Ilhaam Groenewald was destined to be a trailblazer.
Not only is she the first female Chief Director of Maties Sport, she is also the first female Executive Council member of SA Rugby, the first female chairperson of University Sports South Africa and the first female Vice-President of University Sport South Africa.
As part of Women's Month celebrations at SU, the Corporate Communication Division spoke to Groenewald about her career success.
What do you attribute your success to?
I subscribe to the universal, proven recipe for attaining success in both my personal and professional life: Clear personal vision, clear and achievable goals, doing the necessary work required and then digging deep to find the energy and courage to put your plans into action, to sometimes fail and then to get back on track.
You made a decision at a young age to succeed. Tell us about this.
From a very young age I made a decision about what I DID NOT want for my life. Watching my family being moved from their house in my hometown as part of the forced removal process under Apartheid, I chose there and then to do what I needed to do to take control of my own life, rather than be at the mercy of another's hand-outs - and to never be a victim of anything. To do that I knew I needed to learn - educate myself - and to be prepared to make sacrifices to achieve my goals.
What motivates you?
I love what I am doing and believe in what I am doing with every fibre of my being. So the passion for what I do is the foundation of that motivation. The encouragement I receive from my family and my team, mentors and co-workers further fuels my motivation. And seeing the change in individuals at student-athlete level or at international levels and witnessing how lives are being changed for the better through sport is the icing on the cake.
What challenges are women in the sports industry facing?

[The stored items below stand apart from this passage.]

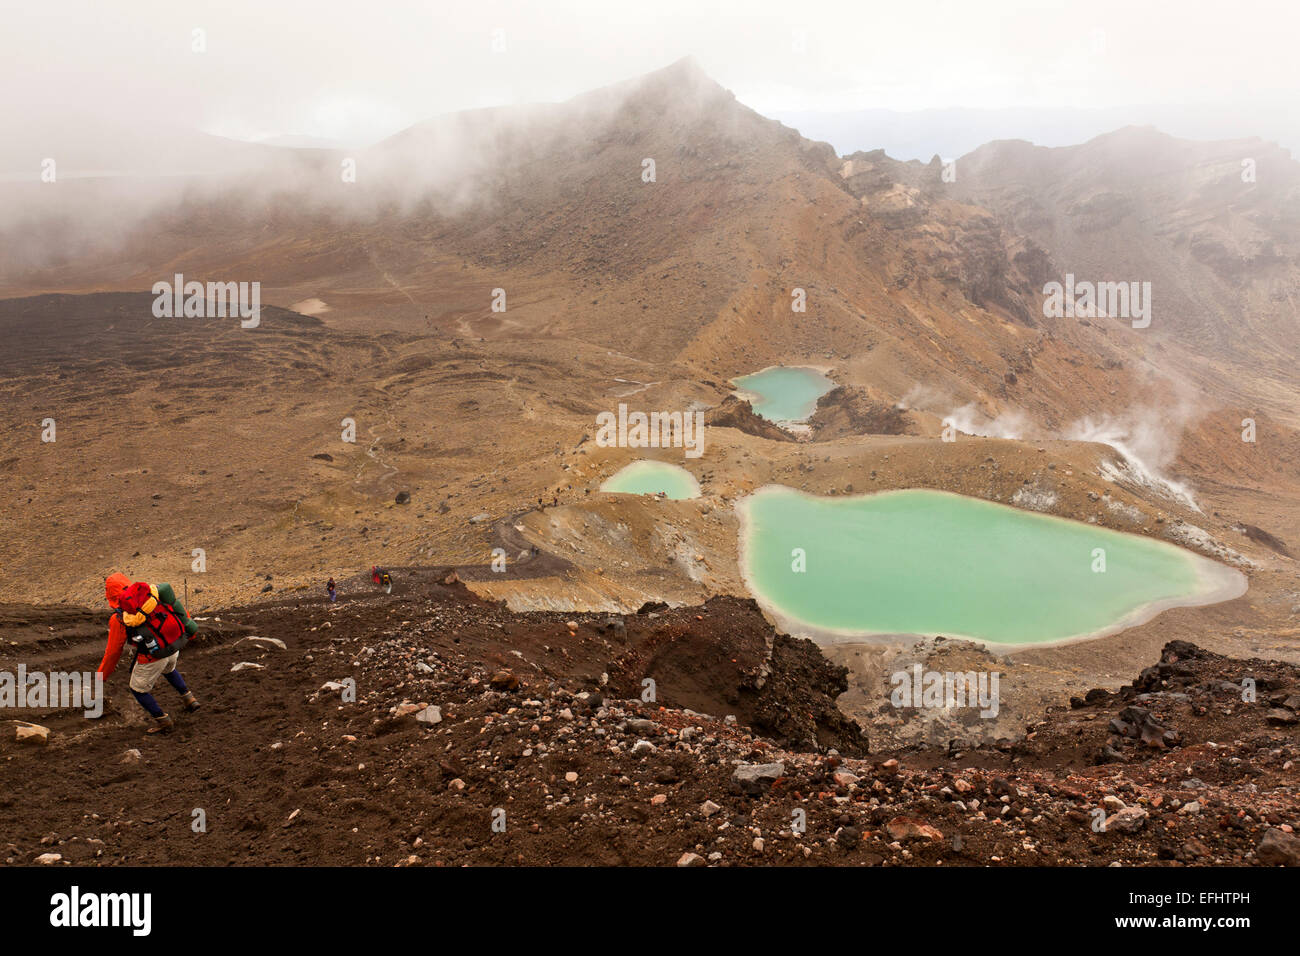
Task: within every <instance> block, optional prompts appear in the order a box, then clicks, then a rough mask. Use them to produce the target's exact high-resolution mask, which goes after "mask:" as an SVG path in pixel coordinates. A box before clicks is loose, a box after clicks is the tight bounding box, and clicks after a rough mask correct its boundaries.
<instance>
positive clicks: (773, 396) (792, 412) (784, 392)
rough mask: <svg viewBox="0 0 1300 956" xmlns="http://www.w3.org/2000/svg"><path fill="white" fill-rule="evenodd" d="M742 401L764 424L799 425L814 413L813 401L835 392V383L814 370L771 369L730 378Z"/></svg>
mask: <svg viewBox="0 0 1300 956" xmlns="http://www.w3.org/2000/svg"><path fill="white" fill-rule="evenodd" d="M732 385H735V386H736V388H737V390H738V392H740V394H741V397H742V398H748V399H749V402H750V405H753V406H754V414H755V415H758V416H761V418H764V419H767V420H768V421H776V423H783V421H789V423H793V421H803V420H805V419H807V418H809V416H810V415H811V414H813V412H814V411H816V399H819V398H820V397H822V395H824V394H826V393H827V392H829V390H831V389H833V388H835V382H833V381H831V380H829V378H827V377H826V376H824V375H822V373H820V372H818V371H816V369H815V368H803V367H800V365H774V367H772V368H764V369H763V371H762V372H754V375H745V376H741V377H740V378H733V380H732Z"/></svg>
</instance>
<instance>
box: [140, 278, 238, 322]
mask: <svg viewBox="0 0 1300 956" xmlns="http://www.w3.org/2000/svg"><path fill="white" fill-rule="evenodd" d="M173 278H174V281H173V282H168V281H166V280H160V281H157V282H155V284H153V287H152V289H151V291H152V293H153V295H155V297H157V298H155V299H153V317H155V319H226V317H231V319H233V317H235V316H238V317H239V325H240V328H244V329H256V328H257V326H259V325H261V282H208V284H203V282H196V281H190V282H186V281H185V276H183V274H181V273H179V272H178V273H175V276H174V277H173Z"/></svg>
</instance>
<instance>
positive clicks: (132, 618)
mask: <svg viewBox="0 0 1300 956" xmlns="http://www.w3.org/2000/svg"><path fill="white" fill-rule="evenodd" d="M104 598H105V600H107V601H108V606H109V607H112V609H113V617H112V618H110V619H109V622H108V646H107V648H105V650H104V659H103V661H100V663H99V669H98V671H99V672H100V674H103V675H104V678H105V679H107V678H108V676H109V675H112V672H113V671H114V670H117V663H118V658H120V657H121V656H122V648H123V646H125V645H126V643H127V641H130V643H131V644H134V645H135V657H134V658H133V659H131V680H130V688H131V693H133V695H134V696H135V700H136V701H139V705H140V706H142V708H144V709H146V710H147V711H148V713H149V715H151V717H152V718H153V726H152V727H149V730H148V732H149V734H159V732H164V734H165V732H168V731H170V730H172V727H173V726H174V724H173V721H172V718H170V717H168V714H165V713H164V711H162V708H160V706H159V702H157V701H156V700H155V698H153V693H152V691H153V687H155V684H157V682H159V678H166V682H168V683H169V684H172V687H174V688H175V691H177V693H179V695H181V698H182V700H183V701H185V709H186V710H188V711H191V713H192V711H195V710H198V709H199V701H198V698H196V697H195V696H194V692H192V691H191V689H190V688H188V687H186V684H185V678H182V676H181V671H178V670H177V669H175V665H177V661H178V659H179V656H181V648H182V646H185V644H186V641H188V640H190V637H192V636H194V633H195V632H196V631H198V630H199V626H198V624H195V623H194V622H192V620H190V615H188V614H186V613H185V607H183V606H182V605H181V602H179V601H178V600H177V597H175V592H174V591H173V589H172V585H170V584H157V585H151V584H146V583H144V581H138V583H135V584H131V579H130V578H127V576H126V575H123V574H113V575H109V576H108V578H107V579H105V580H104Z"/></svg>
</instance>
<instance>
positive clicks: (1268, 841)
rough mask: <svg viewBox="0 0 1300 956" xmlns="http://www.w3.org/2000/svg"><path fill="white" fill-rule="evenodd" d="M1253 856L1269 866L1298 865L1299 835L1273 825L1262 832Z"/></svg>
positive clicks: (1288, 865) (1257, 859) (1298, 858)
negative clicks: (1280, 829) (1278, 827)
mask: <svg viewBox="0 0 1300 956" xmlns="http://www.w3.org/2000/svg"><path fill="white" fill-rule="evenodd" d="M1255 857H1256V858H1257V860H1258V861H1260V862H1262V864H1268V865H1269V866H1300V836H1296V835H1295V834H1288V832H1284V831H1283V830H1278V829H1275V827H1274V829H1271V830H1269V831H1268V832H1266V834H1264V839H1262V840H1260V845H1258V847H1257V848H1256V851H1255Z"/></svg>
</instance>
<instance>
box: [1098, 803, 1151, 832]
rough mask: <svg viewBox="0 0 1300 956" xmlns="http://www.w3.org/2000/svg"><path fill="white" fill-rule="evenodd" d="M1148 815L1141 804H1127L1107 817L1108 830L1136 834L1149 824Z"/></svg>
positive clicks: (1106, 829) (1107, 825) (1106, 822)
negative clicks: (1141, 829)
mask: <svg viewBox="0 0 1300 956" xmlns="http://www.w3.org/2000/svg"><path fill="white" fill-rule="evenodd" d="M1148 816H1149V814H1148V813H1147V810H1144V809H1143V808H1141V806H1126V808H1125V809H1122V810H1117V812H1115V813H1112V814H1110V816H1109V817H1106V832H1112V831H1118V832H1122V834H1135V832H1138V831H1139V830H1141V829H1143V827H1144V826H1147V817H1148Z"/></svg>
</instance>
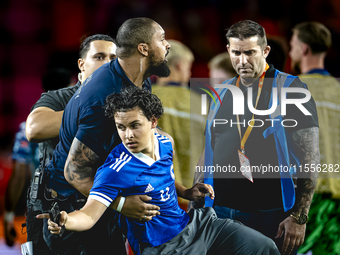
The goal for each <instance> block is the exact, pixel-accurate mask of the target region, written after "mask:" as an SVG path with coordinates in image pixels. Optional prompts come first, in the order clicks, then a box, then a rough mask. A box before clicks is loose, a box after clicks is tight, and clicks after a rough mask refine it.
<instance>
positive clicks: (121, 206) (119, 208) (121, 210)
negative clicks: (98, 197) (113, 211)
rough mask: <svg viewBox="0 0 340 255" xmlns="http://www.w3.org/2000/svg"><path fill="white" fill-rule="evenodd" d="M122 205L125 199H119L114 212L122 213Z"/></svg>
mask: <svg viewBox="0 0 340 255" xmlns="http://www.w3.org/2000/svg"><path fill="white" fill-rule="evenodd" d="M124 203H125V197H121V198H120V201H119V204H118V206H117V210H116V211H117V212H121V211H122V208H123V205H124Z"/></svg>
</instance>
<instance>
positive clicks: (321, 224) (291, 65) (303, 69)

Sexism and gender inequality are nothing new in all areas of our global society. Thankfully, legislation and a new awareness is beginning to help position women on a par with male athletes - but we have a very, very, very long way to go.

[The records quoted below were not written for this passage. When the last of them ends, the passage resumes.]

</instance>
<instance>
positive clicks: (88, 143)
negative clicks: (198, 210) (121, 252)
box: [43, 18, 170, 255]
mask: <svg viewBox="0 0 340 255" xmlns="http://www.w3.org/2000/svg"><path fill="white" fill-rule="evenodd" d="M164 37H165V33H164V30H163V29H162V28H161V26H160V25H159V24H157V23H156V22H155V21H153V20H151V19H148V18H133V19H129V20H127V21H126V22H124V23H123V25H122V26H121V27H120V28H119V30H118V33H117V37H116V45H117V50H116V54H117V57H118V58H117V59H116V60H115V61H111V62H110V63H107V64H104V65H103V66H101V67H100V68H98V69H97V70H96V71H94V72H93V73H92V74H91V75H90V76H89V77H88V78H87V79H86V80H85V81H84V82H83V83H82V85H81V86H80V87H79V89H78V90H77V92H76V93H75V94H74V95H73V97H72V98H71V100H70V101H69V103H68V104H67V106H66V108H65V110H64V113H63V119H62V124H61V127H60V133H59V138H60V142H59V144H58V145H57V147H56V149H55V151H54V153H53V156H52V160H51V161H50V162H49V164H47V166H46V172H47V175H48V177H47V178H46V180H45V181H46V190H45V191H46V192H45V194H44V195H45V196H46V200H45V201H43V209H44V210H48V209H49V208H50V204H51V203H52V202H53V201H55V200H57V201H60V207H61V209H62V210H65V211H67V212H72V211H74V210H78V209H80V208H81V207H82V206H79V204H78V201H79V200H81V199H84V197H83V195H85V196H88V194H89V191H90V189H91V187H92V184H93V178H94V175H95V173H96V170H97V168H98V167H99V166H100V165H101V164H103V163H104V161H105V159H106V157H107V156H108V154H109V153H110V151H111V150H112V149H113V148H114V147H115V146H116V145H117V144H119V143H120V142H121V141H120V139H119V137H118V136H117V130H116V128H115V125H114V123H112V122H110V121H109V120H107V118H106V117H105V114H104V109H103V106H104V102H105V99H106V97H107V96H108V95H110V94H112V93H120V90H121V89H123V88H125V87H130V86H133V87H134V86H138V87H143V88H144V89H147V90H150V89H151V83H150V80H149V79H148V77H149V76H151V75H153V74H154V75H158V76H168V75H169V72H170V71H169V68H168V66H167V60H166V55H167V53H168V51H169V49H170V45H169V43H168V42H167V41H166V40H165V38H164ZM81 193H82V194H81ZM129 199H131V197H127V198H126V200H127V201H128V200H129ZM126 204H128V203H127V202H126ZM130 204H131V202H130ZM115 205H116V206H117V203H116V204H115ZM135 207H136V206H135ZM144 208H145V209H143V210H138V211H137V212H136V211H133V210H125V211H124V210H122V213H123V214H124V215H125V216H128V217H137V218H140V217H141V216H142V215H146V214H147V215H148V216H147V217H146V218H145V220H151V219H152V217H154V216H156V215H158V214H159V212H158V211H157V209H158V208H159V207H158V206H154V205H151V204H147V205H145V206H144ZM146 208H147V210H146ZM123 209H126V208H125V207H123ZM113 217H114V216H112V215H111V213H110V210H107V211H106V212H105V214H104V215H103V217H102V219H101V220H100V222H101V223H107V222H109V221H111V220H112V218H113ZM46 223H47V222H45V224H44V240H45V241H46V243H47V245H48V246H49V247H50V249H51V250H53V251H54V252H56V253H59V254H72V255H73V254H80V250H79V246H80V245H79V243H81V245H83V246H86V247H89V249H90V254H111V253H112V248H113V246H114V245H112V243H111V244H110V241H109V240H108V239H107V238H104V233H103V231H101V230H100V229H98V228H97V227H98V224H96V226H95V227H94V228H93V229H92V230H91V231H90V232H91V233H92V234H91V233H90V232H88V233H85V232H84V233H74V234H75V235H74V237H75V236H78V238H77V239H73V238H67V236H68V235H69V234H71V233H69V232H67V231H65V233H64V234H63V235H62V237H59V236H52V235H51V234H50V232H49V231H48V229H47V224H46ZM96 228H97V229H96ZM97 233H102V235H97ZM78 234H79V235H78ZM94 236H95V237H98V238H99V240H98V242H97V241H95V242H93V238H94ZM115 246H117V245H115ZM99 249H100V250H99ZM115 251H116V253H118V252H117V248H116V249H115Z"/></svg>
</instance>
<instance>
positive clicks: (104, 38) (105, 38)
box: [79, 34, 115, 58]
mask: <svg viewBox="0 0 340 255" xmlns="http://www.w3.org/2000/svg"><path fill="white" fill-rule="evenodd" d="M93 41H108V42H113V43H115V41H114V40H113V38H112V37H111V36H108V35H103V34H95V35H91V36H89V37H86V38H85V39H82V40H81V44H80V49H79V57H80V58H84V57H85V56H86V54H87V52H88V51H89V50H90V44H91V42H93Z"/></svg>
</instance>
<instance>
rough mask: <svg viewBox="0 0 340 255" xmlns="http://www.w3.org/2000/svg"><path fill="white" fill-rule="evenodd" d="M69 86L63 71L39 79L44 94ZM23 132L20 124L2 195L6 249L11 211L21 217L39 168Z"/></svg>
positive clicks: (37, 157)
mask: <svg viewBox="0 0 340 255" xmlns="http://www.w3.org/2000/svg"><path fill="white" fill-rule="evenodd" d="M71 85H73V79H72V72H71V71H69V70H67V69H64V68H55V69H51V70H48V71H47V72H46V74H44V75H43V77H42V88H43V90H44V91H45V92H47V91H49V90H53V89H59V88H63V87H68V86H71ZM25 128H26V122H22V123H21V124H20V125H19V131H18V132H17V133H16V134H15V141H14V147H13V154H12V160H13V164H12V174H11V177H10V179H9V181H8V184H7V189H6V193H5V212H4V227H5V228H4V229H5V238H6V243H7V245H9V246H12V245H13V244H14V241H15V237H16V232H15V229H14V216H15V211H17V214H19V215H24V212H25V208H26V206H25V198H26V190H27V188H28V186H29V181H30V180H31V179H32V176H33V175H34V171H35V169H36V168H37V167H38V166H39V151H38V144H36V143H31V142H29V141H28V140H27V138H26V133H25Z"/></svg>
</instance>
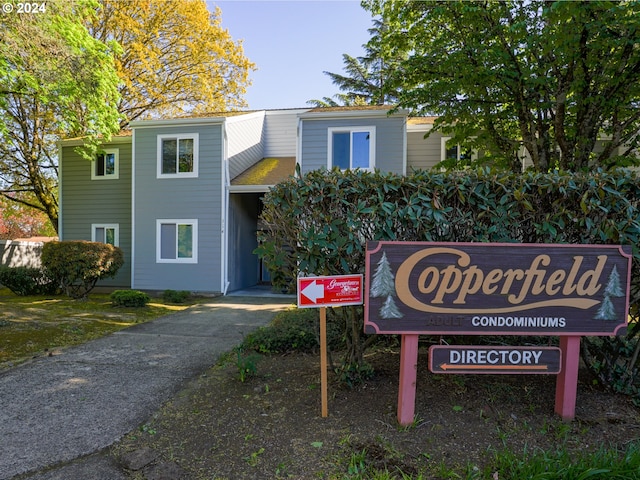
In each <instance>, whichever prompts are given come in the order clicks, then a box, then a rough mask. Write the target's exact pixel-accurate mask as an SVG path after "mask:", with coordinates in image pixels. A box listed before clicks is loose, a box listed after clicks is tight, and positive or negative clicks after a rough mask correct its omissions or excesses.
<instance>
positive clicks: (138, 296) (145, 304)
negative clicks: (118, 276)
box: [110, 290, 151, 307]
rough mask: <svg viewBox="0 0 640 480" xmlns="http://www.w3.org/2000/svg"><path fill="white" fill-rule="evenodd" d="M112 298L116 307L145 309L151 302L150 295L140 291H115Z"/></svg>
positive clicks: (113, 302) (130, 290) (119, 290)
mask: <svg viewBox="0 0 640 480" xmlns="http://www.w3.org/2000/svg"><path fill="white" fill-rule="evenodd" d="M110 298H111V303H112V304H113V305H114V306H116V307H144V306H145V305H146V304H147V302H148V301H149V300H151V299H150V298H149V295H147V294H146V293H144V292H141V291H139V290H115V291H113V292H112V293H111V295H110Z"/></svg>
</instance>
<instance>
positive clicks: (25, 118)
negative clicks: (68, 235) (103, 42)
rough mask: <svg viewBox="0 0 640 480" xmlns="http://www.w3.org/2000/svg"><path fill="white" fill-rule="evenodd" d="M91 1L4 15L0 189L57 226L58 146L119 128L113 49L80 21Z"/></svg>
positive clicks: (90, 143)
mask: <svg viewBox="0 0 640 480" xmlns="http://www.w3.org/2000/svg"><path fill="white" fill-rule="evenodd" d="M95 7H96V5H95V4H94V3H92V2H90V1H85V0H79V1H76V2H48V3H47V5H46V11H45V12H39V13H38V14H31V15H27V14H25V15H20V14H17V13H15V12H12V13H0V195H2V196H4V197H5V198H6V199H8V200H11V201H17V202H19V203H21V204H23V205H26V206H30V207H33V208H35V209H37V210H40V211H43V212H45V213H46V215H47V216H48V217H49V220H50V221H51V223H52V225H54V227H55V228H57V224H58V202H57V174H58V167H57V146H56V141H57V140H58V139H59V138H60V137H76V136H85V137H86V139H87V141H86V143H85V147H84V148H83V149H82V152H83V153H84V154H85V156H87V158H91V156H92V154H93V153H94V152H95V150H96V148H97V143H98V139H99V138H100V137H101V138H102V140H104V139H105V138H109V136H110V135H111V134H113V133H114V132H116V131H117V130H118V119H119V114H118V110H117V104H118V99H119V95H118V90H117V85H118V82H119V79H118V77H117V75H116V71H115V69H114V66H113V58H112V57H111V52H112V51H113V50H115V49H116V48H117V47H116V46H111V47H107V45H105V44H104V43H102V42H100V41H98V40H95V39H94V38H92V37H91V36H90V35H89V33H88V32H87V30H86V28H85V27H84V26H83V25H82V21H83V19H86V18H88V17H90V16H91V15H93V14H94V11H95V10H94V8H95Z"/></svg>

Perceptions rule and women are still facing being seen as "lesser" or domestically stereotyped in a male-dominated world. Our women athletes are competing at international level and doing well - but the national focus and psyche remains focused on men's rugby, cricket and soccer when it comes to rating success and this is evident based on leadership, competitions exposure, contracts, media coverage, job opportunities, etc.
What needs to be done to eradicate these challenges?

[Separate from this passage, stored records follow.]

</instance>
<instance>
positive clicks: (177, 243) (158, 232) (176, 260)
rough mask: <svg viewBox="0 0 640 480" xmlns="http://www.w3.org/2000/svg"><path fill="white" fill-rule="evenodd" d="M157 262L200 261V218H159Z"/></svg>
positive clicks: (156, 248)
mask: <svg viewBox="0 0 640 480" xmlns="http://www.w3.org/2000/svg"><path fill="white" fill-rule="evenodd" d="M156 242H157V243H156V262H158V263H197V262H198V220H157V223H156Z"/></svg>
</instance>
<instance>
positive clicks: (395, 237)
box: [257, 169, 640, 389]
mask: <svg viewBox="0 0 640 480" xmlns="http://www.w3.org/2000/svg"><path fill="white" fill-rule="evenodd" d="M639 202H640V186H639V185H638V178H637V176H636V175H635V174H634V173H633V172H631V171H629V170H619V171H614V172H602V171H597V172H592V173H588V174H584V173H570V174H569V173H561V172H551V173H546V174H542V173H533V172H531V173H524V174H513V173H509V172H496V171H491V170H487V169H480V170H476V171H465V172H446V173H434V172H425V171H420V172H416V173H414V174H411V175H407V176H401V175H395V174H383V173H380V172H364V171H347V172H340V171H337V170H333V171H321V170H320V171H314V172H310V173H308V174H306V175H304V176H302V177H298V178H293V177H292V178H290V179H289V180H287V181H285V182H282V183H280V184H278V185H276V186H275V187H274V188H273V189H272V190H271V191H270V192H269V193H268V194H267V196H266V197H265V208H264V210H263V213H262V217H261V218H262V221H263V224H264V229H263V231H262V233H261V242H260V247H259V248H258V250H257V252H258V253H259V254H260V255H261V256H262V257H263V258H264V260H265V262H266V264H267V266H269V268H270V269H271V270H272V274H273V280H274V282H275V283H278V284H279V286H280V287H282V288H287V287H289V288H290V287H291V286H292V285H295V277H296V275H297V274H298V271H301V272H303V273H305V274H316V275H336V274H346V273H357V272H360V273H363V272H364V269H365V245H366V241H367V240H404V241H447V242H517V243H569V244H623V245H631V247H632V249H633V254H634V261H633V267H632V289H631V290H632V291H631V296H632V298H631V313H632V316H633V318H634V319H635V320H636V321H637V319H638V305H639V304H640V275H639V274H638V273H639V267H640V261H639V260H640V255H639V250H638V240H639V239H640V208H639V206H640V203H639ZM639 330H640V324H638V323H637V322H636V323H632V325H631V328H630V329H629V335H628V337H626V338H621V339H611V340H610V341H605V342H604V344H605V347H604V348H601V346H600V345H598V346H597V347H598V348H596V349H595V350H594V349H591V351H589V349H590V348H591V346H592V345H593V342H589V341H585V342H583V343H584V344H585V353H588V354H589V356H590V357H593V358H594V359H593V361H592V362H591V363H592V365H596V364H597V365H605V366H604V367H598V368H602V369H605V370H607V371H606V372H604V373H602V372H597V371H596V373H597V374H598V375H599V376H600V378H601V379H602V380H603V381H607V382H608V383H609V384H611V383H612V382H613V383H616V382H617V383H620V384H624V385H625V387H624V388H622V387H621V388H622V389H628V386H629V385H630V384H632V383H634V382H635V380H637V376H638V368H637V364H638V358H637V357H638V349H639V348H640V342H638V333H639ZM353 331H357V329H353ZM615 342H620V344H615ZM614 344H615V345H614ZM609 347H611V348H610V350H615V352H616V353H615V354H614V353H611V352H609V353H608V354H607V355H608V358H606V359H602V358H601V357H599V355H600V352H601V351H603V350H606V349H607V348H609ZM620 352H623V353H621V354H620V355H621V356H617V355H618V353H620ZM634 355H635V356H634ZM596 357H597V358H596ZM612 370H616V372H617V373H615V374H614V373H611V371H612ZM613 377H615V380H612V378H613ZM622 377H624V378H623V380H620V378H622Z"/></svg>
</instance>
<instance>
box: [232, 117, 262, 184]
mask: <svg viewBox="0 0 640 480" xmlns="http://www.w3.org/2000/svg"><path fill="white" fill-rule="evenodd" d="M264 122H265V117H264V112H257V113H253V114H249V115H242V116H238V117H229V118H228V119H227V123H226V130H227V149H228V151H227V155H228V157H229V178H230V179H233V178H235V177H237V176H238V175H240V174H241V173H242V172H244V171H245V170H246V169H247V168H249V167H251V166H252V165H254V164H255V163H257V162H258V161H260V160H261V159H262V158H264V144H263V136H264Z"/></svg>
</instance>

The media must play its role and celebrate women athletes in the same way as they do male athletes. There are so many creative ways that we can address gender bias - but it requires a willingness for the federations and major sponsors to engage – and change the stereotypes.
Do you have any words of advice for young women in the sports industry?
Do it! The sky is the limit for any young woman who wants a career in sport – and be prepared to work, learn and grow, all the time!
Never expect a free ride; never fall into the trap of using your gender to gain ground with men; and surround yourself with the right support - family, partners, colleagues, teachers and trainers.